I live in a small community of townhouses close to the M asonic temple in Alexandria. On Thursday morning, I got up late because I was dreaming of my late husband and did not want the visitation to end.
I knew it had snowed heavily overnight, so the first thing I did when I got out of bed was go to my window to see if the weather forecast had been correct. Indeed, a winter landscape stretched before my eyes, and when I looked down at my driveway, I saw a young man with his hood over his head, clearing my two-lane driveway. I quickly dressed and ran downstairs to find out who this Samaritan was. To my great surprise, the kind stranger was a young neighbor from two townhouses up whose name I didn’t even know because we had a “waving” relationship.
I thanked him profusely and told him I was touched by his thoughtfulness. I went inside to warm some homemade lentil soup to give him for his kindness. Then I looked in the mirror and wondered how old I looked that he thought I needed my driveway shoveled.
Regardless, this gesture made me feel that although it’s 2014, there are still young people who were brought up in the old-fashioned way of the 1950s, a time when you looked out for your neighbors and lent a helping hand when a need arose, if only because it was the right thing to do.

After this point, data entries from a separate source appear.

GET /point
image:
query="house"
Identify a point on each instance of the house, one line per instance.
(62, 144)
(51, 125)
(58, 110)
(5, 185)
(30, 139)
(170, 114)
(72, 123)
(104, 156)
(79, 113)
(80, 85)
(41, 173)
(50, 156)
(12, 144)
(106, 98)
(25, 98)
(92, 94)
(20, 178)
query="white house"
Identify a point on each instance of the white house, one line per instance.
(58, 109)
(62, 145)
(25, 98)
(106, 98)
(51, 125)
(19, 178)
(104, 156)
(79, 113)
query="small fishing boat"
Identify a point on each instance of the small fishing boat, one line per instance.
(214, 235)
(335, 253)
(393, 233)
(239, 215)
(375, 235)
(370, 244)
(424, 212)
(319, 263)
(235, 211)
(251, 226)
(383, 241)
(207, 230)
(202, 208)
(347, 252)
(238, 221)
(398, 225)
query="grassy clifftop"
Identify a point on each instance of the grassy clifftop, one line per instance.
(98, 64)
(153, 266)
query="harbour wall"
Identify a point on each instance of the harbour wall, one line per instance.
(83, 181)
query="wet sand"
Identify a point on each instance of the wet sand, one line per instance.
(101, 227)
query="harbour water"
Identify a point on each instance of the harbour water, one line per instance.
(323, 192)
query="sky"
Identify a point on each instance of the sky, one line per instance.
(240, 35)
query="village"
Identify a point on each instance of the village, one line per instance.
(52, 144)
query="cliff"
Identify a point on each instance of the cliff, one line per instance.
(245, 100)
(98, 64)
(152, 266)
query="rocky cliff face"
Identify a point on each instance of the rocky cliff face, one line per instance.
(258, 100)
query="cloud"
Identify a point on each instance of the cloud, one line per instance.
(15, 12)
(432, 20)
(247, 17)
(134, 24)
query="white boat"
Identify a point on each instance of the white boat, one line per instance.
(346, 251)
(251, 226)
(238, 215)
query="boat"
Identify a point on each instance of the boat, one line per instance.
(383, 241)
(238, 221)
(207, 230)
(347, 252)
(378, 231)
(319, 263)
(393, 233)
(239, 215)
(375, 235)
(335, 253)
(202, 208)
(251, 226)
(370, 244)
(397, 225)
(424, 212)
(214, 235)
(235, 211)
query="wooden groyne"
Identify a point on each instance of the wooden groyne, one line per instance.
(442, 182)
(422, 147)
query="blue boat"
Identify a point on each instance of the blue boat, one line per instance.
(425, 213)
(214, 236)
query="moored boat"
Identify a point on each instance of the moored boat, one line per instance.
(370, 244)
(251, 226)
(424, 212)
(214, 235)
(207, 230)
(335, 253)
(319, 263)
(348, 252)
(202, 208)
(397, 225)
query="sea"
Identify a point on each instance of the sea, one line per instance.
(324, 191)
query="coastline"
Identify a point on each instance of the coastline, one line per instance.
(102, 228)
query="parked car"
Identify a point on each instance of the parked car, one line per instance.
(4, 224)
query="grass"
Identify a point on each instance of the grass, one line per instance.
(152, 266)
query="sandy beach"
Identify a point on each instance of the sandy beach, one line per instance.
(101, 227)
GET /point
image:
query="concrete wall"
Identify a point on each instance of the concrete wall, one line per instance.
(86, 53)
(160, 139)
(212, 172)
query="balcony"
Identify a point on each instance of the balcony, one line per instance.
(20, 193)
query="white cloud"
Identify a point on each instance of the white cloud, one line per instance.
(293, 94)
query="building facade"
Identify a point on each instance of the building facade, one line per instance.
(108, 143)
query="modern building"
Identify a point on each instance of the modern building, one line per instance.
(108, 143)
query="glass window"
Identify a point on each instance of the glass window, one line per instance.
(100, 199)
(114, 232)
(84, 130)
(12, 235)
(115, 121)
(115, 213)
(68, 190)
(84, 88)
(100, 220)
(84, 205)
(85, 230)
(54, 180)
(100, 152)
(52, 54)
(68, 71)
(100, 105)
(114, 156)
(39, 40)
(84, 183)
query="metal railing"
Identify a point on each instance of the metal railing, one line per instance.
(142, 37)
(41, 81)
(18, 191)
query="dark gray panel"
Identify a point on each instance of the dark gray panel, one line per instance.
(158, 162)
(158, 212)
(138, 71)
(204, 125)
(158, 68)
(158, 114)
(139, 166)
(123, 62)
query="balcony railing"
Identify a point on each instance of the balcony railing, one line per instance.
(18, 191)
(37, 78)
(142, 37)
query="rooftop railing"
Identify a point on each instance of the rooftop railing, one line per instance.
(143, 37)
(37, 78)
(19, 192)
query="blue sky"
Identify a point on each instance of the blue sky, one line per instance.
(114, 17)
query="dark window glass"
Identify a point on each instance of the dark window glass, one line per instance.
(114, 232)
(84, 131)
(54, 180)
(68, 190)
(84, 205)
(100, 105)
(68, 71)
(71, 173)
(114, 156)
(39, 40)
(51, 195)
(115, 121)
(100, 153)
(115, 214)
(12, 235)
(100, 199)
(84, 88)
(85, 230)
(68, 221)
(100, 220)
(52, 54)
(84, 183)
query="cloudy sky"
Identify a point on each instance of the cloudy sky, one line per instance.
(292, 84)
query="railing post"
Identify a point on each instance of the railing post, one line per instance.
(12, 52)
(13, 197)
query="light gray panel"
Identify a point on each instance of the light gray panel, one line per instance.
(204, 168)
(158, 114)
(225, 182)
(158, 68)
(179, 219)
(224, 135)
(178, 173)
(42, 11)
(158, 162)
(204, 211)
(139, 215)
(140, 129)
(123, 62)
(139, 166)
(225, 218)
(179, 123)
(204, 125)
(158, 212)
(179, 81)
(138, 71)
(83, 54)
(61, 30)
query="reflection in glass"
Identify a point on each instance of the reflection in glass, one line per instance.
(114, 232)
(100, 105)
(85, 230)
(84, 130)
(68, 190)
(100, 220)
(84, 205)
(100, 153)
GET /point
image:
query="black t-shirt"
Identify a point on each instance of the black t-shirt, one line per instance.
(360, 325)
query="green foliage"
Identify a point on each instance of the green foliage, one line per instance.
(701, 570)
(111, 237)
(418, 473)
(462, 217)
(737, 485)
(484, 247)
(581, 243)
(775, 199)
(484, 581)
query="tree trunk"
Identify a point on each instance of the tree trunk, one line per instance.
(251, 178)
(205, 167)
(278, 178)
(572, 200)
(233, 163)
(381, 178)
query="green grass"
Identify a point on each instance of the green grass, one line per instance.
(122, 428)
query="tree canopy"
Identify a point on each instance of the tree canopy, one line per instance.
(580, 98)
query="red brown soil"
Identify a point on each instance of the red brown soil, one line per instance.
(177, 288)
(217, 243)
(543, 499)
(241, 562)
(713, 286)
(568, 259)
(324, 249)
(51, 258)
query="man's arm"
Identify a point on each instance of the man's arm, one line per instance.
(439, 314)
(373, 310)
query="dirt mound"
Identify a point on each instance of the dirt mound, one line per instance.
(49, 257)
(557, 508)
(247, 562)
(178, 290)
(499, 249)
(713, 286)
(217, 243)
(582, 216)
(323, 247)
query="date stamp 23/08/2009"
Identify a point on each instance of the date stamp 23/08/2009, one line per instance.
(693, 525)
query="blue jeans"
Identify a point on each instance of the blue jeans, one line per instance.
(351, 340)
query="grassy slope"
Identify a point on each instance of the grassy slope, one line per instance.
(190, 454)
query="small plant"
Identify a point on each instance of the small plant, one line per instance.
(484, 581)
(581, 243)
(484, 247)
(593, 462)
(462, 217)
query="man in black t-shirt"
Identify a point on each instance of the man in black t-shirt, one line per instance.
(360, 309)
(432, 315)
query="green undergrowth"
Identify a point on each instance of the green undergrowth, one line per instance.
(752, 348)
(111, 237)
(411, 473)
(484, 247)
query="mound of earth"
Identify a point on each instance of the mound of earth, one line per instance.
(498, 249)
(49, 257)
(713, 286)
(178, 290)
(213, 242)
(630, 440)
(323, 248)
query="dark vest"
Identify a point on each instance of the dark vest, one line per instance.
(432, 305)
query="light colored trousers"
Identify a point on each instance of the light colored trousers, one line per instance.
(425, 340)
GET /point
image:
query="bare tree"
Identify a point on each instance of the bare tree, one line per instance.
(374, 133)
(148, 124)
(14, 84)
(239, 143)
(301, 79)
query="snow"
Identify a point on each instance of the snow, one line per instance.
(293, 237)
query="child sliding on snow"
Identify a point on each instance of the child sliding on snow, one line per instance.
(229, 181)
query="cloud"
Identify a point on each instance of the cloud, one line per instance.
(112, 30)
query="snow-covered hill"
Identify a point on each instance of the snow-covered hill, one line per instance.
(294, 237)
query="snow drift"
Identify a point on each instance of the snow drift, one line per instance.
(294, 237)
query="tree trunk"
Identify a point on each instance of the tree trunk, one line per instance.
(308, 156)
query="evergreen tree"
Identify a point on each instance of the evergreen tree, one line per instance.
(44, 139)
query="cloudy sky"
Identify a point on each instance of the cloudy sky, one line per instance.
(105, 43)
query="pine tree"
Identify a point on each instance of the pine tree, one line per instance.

So, thank you, young Samaritan. You are a doll, and tomorrow I’m making an appointment with a cosmetic surgeon.
Catherine Androus, Alexandria
On Thursday morning I was on my way to work at a retirement community in Gaithersburg when I spun out on Interstate 270 northbound, coming to a stop in a bank of snow facing south. After a number of unsuccessful attempts to extract my vehicle, I was preparing to use my phone to summon assistance and contact my boss when a pickup truck slowed down and then backed up to where I was stuck. Four young men jumped out, with three shovels (I had a fourth). They dug me out, pushed my car out, and none of the four would accept anything in exchange for their efforts. Rather than living through a snow-related nightmare, I was back on my way in 10 minutes.
I write this not only to thank these young men who took the time and effort to help me on such a miserable morning, but also to point out that, although we hear way too many stories about the coarsening of our culture, there are lots of good Samaritans still out there, and I would be willing to bet they far outnumber the callous individuals who tend to make the news.
Daniel W. Keiper, Gaithersburg
I could not let this snowy season pass without a shout-out to our Post delivery person. As we woke Thursday morning, I didn’t expect to see the paper. But to my delight it was there in pristine condition — and so was our delivery man, with his car stuck in our driveway just as the sun was rising. He was working hard to extricate his vehicle, so my husband and I dressed, and with shovel, board and chains, went forth to help. And on Friday my paper was delivered right to my door, which saved me trekking through the ice and snow. Thank you, Mr. Post Delivery Man.
Joanna Stafford, Alexandria
Isn’t it time that, during weather emergencies, radio and TV stations just tell listeners which schools are open?